Not being able to get a decent night’s sleep is bad enough, but now Swedish-German research collaboration has added a new misery to the list of illnesses you risk developing by not sleeping enough. In addition to harmful effects on brain functioning, the new research reveals that, because of changes in the gut flora, people have higher risks risk of obesity and type 2 diabetes after just a few days without high-quality sleep.
The research was carried out in a sleep laboratory with the same group of participants – first two nights with 4 hours of sleep and then two nights with 8.5 hours. The participants provided a faeces sample and took an oral glucose tolerance test after each night.
The gut flora of the participants changed considerably. Following the nights with less sleep, they had many more Firmicutes bacteria than Bacteroidetes bacteria. These changes are a clear sign of metabolic disturbances and very undesirable, because they are a factor promoting obesity.
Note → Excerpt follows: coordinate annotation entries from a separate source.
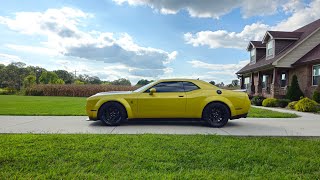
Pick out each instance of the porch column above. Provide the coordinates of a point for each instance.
(259, 87)
(252, 84)
(274, 89)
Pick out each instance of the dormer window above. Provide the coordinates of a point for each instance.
(253, 56)
(270, 49)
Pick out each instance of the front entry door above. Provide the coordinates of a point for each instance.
(169, 101)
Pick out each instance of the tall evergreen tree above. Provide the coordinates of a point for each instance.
(294, 92)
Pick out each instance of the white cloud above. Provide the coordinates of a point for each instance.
(8, 58)
(208, 8)
(225, 39)
(218, 72)
(300, 15)
(64, 37)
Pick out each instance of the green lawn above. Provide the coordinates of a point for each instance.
(157, 156)
(42, 105)
(60, 106)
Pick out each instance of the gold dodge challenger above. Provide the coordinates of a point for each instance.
(170, 98)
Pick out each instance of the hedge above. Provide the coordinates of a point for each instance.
(73, 90)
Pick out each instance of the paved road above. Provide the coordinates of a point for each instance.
(307, 125)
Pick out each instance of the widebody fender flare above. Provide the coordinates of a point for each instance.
(219, 99)
(122, 101)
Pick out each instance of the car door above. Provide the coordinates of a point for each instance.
(168, 101)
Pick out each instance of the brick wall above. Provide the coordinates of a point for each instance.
(304, 74)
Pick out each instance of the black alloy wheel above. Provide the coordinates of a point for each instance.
(216, 114)
(112, 114)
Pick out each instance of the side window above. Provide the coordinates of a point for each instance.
(168, 87)
(189, 86)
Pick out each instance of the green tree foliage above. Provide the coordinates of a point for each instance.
(29, 81)
(59, 81)
(143, 82)
(294, 92)
(48, 77)
(94, 80)
(121, 81)
(78, 82)
(67, 77)
(316, 94)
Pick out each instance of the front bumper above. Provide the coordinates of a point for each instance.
(239, 116)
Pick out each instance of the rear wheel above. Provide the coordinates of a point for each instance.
(216, 114)
(112, 113)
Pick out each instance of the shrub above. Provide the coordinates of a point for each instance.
(294, 92)
(73, 89)
(292, 104)
(270, 102)
(306, 105)
(8, 91)
(283, 102)
(257, 100)
(316, 94)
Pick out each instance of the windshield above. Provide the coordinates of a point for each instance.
(144, 87)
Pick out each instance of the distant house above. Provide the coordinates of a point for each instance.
(279, 56)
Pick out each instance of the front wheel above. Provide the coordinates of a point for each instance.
(112, 113)
(216, 114)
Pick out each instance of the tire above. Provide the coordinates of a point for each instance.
(216, 114)
(112, 114)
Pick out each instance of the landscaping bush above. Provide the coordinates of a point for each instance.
(257, 100)
(292, 104)
(283, 102)
(294, 92)
(270, 102)
(8, 91)
(73, 89)
(306, 105)
(316, 94)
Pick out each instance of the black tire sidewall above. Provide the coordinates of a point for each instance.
(116, 105)
(206, 113)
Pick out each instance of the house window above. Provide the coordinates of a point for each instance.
(270, 48)
(253, 56)
(316, 75)
(246, 82)
(265, 81)
(283, 80)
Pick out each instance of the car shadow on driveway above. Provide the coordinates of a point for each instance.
(164, 122)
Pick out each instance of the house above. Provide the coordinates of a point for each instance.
(279, 56)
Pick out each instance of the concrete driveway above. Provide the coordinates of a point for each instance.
(307, 125)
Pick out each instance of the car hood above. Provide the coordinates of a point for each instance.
(112, 93)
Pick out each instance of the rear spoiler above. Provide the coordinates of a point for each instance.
(240, 90)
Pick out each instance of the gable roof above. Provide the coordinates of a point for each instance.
(255, 44)
(262, 63)
(312, 55)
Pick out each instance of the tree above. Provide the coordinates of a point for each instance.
(78, 82)
(29, 81)
(294, 92)
(48, 77)
(59, 81)
(235, 82)
(121, 81)
(94, 80)
(65, 76)
(316, 93)
(143, 82)
(212, 82)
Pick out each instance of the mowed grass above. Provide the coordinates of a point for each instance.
(264, 113)
(42, 105)
(157, 156)
(75, 106)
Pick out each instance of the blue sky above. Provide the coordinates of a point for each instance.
(144, 39)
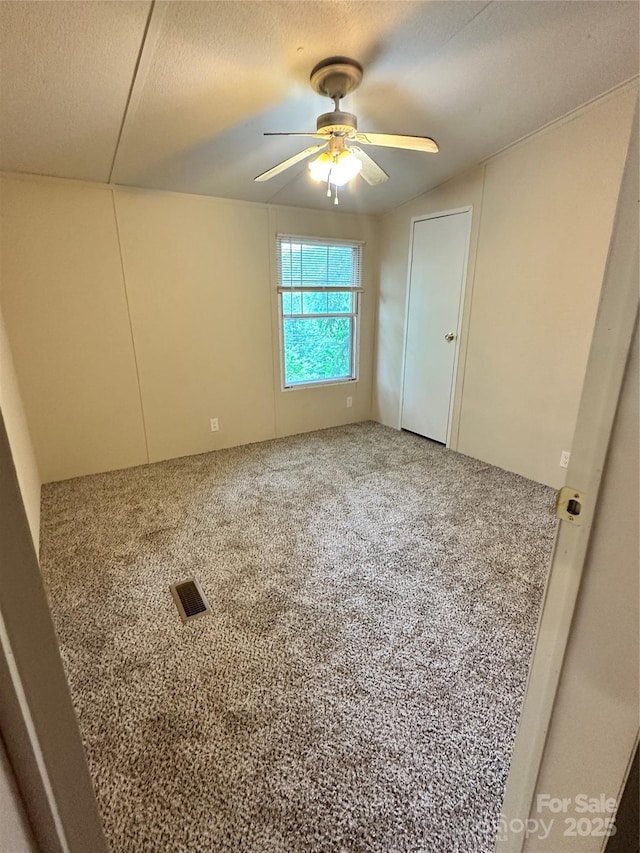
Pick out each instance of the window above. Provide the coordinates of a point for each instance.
(319, 287)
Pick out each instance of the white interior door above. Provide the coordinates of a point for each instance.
(438, 264)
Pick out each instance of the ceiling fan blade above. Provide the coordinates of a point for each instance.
(392, 140)
(271, 173)
(310, 133)
(371, 172)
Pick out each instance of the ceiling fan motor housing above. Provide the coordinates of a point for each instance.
(337, 122)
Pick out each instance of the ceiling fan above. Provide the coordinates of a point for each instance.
(341, 157)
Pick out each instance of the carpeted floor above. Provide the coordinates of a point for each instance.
(357, 686)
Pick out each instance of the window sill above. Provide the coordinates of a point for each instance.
(327, 383)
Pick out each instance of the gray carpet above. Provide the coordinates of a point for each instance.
(357, 687)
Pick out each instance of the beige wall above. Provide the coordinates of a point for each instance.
(543, 214)
(14, 826)
(66, 314)
(136, 316)
(19, 437)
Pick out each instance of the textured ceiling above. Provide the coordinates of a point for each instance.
(177, 95)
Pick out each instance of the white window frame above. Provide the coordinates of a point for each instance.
(356, 290)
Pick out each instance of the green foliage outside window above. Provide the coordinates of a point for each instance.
(318, 347)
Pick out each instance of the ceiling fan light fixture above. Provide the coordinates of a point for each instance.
(337, 169)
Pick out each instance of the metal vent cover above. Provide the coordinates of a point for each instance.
(190, 600)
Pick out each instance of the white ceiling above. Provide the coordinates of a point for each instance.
(177, 95)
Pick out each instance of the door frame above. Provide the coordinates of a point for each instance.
(460, 354)
(610, 347)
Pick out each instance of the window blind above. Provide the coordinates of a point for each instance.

The participants also had elevated levels of three other types of bacteria with the same known effects.
In addition to an increased number of obesity-causing bacteria, the participants’ glucose tolerance tests showed reduced insulin sensitivity, which people with type 2 diabetes usually have. In the past two decades, research has revealed the increasingly important role of human gut flora – or microbiota – on health. Previous studies on mice have shown, among other things, that mice that had the gut microbiota transplanted from a fat mouse became more obese.
Nevertheless, this is the first time research has so clearly demonstrated that lack of sleep can change the flora of the human gut and thereby help to promote metabolic disturbances. Once again, this research emphasizes the importance of high-quality sleep.
“Gut microbiota and glucometabolic alterations in response to recurrent partial sleep deprivation in normal-weight young individuals” has been published in Molecular Metabolism. In 2014, the Novo Nordisk Foundation awarded a grant to a co-author of the article, Christian Benedict, for the project Role of the Fat Mass and Obesity Gene for Sleep Loss Related Health Consequences in Humans.